DETAILED DESCRIPTION OF PREFERRED EMBODIMENT

This invention relates to a Special Liquid Applied Hail and Rain Protection Process for commercial roofing as both hail damage resistance and Ultraviolet Ray protection. Particularly the present invention relates generally to systems and methods for installing new or repairing existing roofs with sealing mate r s and methods. Roofing systems, and others using an exposed membrane, are subject to greater damage from nail impact than some other types of roof systems. The present invention is for a system and method of creating a continuous, seamless, waterproof, weatherproof, surface that can be applied over a great variety of structural components. A roofing sealing system and method is provided. The present invention generally relates to sealing systems and methods. More specifically, the present invention relates to a sealing system for commercial roof exposed to damage caused by severe weather, hail, and the like. This invention relates to roofing materials and more particularly to bituminous, rubber and latex roofing material having granules such as crushed stone, embedded in an upper side thereof.

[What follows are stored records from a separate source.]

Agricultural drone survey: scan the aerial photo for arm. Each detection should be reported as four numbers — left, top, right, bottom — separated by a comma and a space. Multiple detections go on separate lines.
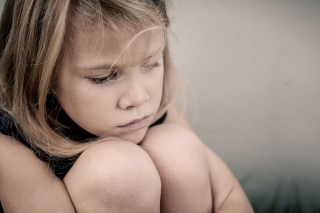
165, 106, 253, 213
0, 133, 75, 213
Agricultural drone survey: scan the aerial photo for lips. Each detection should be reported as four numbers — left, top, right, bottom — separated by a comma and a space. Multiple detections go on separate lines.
119, 116, 150, 131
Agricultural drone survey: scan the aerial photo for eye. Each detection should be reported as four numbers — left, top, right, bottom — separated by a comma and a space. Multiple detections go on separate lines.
141, 62, 161, 70
88, 72, 121, 84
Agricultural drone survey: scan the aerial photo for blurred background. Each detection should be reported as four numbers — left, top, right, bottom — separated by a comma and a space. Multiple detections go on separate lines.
0, 0, 320, 212
169, 0, 320, 212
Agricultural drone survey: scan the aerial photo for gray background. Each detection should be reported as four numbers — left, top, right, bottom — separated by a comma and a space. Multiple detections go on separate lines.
0, 0, 320, 209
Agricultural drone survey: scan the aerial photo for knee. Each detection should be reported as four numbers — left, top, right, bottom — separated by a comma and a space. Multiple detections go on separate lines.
64, 140, 161, 212
141, 124, 210, 191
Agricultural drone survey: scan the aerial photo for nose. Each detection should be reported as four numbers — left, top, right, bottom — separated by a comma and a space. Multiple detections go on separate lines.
119, 79, 150, 110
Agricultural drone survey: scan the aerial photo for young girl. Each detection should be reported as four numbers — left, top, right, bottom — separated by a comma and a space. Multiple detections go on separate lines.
0, 0, 252, 213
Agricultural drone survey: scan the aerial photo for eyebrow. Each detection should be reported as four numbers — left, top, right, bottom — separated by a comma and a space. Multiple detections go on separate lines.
76, 48, 164, 71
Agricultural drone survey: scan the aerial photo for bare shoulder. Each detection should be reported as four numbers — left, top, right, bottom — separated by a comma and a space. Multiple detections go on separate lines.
204, 146, 253, 213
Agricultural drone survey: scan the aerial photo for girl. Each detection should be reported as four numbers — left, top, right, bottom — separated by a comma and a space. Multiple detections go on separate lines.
0, 0, 252, 213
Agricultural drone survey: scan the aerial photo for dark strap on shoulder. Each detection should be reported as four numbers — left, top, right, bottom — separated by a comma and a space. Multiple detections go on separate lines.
149, 112, 167, 128
0, 109, 15, 136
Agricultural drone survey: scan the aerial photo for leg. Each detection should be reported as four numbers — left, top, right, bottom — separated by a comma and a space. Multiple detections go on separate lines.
141, 124, 212, 213
64, 140, 161, 213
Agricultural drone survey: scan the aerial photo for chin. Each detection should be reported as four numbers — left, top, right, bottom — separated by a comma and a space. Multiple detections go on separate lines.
120, 129, 148, 144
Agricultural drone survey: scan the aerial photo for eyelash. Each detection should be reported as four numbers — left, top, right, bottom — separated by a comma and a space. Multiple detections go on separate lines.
88, 62, 161, 84
88, 72, 120, 84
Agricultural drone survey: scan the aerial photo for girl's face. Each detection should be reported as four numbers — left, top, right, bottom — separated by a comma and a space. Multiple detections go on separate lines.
56, 26, 164, 143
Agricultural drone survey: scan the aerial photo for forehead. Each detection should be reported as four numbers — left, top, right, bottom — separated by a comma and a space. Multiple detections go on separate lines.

The advantages for the Special Liquid Applied Hail and Rain Protection Process for commercial roofing as both hail damage resistance and Ultraviolet Ray protection are listed above in the introduction. Succinctly the benefits are:

• • A. Faster application hence reduced labor and costs;
  • B. Eco/environmentally friendly materials;
  • C. Off-site panels reduce lead time and labor costs;
  • D. Off-site panels lend to automation of coating;
  • E. Less field time reduces project timelines;
  • F. Simple Ultraviolet light protection and deterioration of materials from exposure to sunlight; and
  • G. Tougher surfaces provide resistance and prevention of damage by hailstorms.

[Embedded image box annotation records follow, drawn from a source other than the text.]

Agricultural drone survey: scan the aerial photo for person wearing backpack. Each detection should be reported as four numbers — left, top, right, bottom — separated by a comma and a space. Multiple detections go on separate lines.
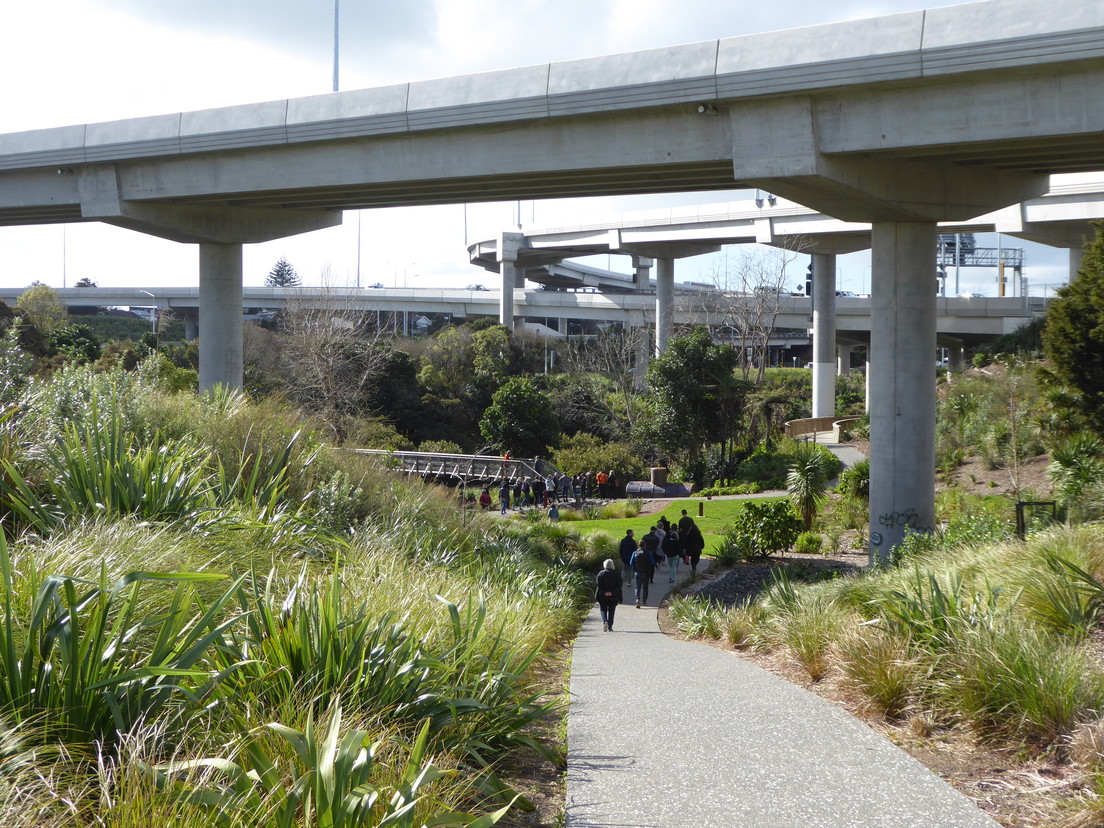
594, 559, 622, 633
631, 535, 656, 609
664, 527, 682, 584
620, 529, 637, 584
682, 523, 705, 575
640, 527, 664, 587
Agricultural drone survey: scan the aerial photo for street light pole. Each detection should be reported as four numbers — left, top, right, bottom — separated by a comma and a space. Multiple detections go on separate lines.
333, 0, 341, 92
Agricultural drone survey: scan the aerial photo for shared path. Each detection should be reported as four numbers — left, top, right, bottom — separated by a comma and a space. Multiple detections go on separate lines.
566, 562, 997, 828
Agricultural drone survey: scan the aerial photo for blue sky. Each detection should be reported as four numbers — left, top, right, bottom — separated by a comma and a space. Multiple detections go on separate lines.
0, 0, 1066, 294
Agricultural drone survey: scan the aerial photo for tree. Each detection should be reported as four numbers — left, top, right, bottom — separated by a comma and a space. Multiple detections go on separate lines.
17, 285, 68, 333
479, 376, 560, 457
648, 327, 750, 482
1042, 222, 1104, 428
265, 256, 302, 287
280, 282, 388, 440
552, 432, 645, 485
700, 238, 807, 383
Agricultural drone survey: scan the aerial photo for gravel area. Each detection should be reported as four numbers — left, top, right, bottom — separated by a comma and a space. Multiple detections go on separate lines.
682, 554, 867, 606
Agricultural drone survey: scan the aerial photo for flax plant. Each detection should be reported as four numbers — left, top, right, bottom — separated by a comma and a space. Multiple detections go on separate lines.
151, 705, 509, 828
0, 534, 242, 744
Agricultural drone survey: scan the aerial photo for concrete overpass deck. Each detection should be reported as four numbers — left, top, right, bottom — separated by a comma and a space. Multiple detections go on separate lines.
0, 287, 1047, 341
0, 0, 1104, 558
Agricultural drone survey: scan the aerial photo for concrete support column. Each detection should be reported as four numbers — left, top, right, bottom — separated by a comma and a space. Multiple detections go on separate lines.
836, 346, 854, 376
1070, 247, 1085, 282
947, 342, 966, 374
199, 244, 244, 392
633, 256, 655, 290
870, 222, 936, 561
656, 258, 675, 357
498, 233, 526, 330
625, 325, 651, 389
813, 253, 836, 417
177, 308, 200, 342
862, 357, 870, 414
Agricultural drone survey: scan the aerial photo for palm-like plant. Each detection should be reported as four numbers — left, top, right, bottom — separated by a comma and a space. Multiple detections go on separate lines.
1047, 432, 1104, 521
786, 443, 835, 532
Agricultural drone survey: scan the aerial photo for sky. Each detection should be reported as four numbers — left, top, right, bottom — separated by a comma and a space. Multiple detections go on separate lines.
0, 0, 1068, 295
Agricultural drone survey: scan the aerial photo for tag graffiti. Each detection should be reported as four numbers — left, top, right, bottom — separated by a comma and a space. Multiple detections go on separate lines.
878, 509, 920, 529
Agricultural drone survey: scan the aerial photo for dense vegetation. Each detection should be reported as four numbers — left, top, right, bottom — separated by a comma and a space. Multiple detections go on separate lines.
0, 362, 604, 826
0, 221, 1104, 826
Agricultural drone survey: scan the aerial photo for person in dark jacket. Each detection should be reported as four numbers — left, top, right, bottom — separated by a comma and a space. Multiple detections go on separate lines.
633, 545, 656, 609
664, 527, 682, 584
594, 559, 622, 633
682, 519, 705, 575
620, 529, 636, 584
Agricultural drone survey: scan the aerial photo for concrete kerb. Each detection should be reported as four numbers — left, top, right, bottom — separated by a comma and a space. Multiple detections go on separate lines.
565, 562, 997, 828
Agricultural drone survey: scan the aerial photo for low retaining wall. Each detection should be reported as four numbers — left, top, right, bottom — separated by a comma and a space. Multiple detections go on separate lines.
786, 417, 862, 443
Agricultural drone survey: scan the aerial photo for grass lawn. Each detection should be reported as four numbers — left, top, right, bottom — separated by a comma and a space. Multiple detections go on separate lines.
564, 496, 782, 555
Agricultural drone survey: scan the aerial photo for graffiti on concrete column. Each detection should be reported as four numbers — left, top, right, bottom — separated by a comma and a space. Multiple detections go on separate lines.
878, 509, 931, 532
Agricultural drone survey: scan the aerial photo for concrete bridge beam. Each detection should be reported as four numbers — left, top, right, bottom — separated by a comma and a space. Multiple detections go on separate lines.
869, 222, 936, 561
730, 94, 1050, 222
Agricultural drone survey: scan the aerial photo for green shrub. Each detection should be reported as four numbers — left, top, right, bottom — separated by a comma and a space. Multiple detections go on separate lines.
725, 500, 802, 560
794, 532, 824, 555
836, 458, 870, 501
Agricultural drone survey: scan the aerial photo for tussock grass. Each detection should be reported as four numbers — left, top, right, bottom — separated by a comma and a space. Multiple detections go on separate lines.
667, 595, 723, 640
835, 626, 924, 718
934, 625, 1104, 749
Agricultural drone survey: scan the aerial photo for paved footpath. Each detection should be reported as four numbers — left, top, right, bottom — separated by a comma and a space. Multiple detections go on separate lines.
566, 562, 997, 828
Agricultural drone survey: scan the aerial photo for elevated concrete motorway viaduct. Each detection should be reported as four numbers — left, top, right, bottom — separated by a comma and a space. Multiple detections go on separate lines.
0, 0, 1104, 555
468, 174, 1104, 417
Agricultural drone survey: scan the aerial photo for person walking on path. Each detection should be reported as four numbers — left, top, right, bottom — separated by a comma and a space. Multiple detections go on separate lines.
594, 559, 622, 633
620, 529, 636, 584
633, 545, 656, 609
682, 518, 705, 575
640, 527, 661, 587
664, 527, 682, 584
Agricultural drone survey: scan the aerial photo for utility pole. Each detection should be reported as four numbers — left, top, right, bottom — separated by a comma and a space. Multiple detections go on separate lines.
333, 0, 341, 92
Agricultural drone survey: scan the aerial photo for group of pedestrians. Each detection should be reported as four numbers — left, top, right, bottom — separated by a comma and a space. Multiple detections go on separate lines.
479, 471, 615, 514
594, 509, 705, 633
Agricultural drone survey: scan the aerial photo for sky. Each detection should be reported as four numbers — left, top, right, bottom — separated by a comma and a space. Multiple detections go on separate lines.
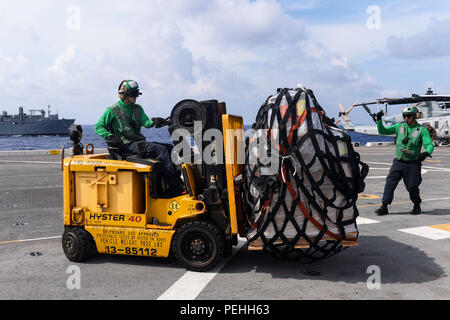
0, 0, 450, 124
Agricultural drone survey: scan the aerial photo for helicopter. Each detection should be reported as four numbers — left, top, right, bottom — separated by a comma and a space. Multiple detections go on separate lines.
336, 88, 450, 145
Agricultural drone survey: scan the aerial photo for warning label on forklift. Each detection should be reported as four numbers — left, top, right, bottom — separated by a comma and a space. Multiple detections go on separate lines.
169, 200, 181, 213
86, 226, 173, 257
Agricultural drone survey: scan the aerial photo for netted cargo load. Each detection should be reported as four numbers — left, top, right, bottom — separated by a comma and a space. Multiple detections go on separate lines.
243, 88, 368, 262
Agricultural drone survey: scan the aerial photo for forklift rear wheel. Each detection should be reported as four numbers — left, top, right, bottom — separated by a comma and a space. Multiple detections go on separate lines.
62, 228, 95, 262
173, 221, 225, 271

The preferred embodiments of the Special Liquid Applied Hail and Rain Protection Process for commercial roofing as both hail damage resistance and Ultraviolet Ray protection are comprised as follows: A Special Liquid Applied Hail and Rain Protection Process for commercial roofing as both hail damage resistance and Ultraviolet Ray protection is comprised of the following:

Step No. 1: Provide a clean, dry substrate such as Poly Iso foam insulation board 70, plywood 74, existing roof membranes 74A or systems, etcetera

Step No. 2: Apply first liquid coating to substrate such as Styrene-Butadiene Latex 81—or—Styrene-Butadiene Rubber liquid 80 membrane at a thickness of 32 mils wet/16-18 mils dry.

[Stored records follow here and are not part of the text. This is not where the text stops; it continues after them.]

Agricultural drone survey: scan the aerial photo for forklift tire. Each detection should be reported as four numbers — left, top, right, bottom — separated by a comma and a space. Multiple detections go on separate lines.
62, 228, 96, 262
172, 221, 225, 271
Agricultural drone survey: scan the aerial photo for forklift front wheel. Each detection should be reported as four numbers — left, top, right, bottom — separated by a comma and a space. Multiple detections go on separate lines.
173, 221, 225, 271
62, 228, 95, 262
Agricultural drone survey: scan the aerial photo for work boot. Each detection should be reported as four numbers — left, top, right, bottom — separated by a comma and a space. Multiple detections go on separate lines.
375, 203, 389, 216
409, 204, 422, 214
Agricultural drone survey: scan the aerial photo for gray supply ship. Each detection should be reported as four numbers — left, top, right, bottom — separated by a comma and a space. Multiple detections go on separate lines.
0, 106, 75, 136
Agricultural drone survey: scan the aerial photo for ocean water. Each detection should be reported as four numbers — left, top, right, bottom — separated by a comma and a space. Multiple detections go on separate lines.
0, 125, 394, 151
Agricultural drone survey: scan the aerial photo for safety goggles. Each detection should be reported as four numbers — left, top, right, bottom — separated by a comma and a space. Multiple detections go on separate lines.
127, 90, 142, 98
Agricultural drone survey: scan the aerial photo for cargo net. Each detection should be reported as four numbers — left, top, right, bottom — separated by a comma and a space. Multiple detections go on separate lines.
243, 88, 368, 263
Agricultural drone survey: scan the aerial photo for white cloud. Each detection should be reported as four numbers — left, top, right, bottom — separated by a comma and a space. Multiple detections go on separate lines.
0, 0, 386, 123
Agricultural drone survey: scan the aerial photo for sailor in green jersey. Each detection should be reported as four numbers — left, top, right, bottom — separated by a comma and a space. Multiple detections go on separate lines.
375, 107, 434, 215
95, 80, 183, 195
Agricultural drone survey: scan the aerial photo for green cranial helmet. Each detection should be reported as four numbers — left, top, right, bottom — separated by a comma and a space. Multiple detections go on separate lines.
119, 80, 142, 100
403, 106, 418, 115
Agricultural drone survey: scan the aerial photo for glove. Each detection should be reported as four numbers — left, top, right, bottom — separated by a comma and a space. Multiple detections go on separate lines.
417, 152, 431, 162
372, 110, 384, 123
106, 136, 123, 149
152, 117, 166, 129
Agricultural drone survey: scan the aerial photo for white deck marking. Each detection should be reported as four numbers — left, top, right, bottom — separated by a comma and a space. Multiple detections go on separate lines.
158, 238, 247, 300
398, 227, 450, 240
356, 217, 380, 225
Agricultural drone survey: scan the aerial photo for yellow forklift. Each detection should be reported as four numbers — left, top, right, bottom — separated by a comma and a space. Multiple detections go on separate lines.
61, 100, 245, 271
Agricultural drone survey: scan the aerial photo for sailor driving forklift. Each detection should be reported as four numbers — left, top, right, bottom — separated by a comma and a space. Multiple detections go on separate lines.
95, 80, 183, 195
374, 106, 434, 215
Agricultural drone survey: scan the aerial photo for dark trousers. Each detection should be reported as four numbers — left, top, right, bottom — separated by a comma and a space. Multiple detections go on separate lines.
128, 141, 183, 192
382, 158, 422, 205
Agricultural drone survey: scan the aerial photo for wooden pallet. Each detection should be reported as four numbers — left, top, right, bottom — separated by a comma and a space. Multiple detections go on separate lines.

Step No. 3: Imbed into wet liquid a chopped fiberglass strand 88 (rolled mat form or mechanically chopped) at a rate of 0.75 ounces per sq. ft. immediately into liquid applied in step No. 2.

Step No. 4: Apply a second application of the first liquid coating over chopped fiberglass from Step No. 3—Coating is Styrene-Butadiene Latex 81—or—Styrene-Butadiene Rubber liquid 80 membrane at a thickness of 32 mils wet/16-18 mils dry immediately over fiberglass applied in step No. 3.

Step No. 5: Let dry (steps No. 2-4), typically 12 hours (varies depending on relative humidity, temperature, and thickness of applied coatings).

Step No. 6: Apply a second liquid coating to substrate on top of steps No. 2-5. Coating is Styrene-Butadiene Latex 81—or—Styrene-Butadiene Rubber liquid 80 membrane at a thickness of 32 mils wet/16-18 mils dry.

Step No. 7: Imbed into wet liquid from step No. 6 the chopped fiberglass 88 strand (rolled mat form or mechanically chopped)

At about 0.75 ounces per sq. ft. immediately into liquid applied in step No. 6.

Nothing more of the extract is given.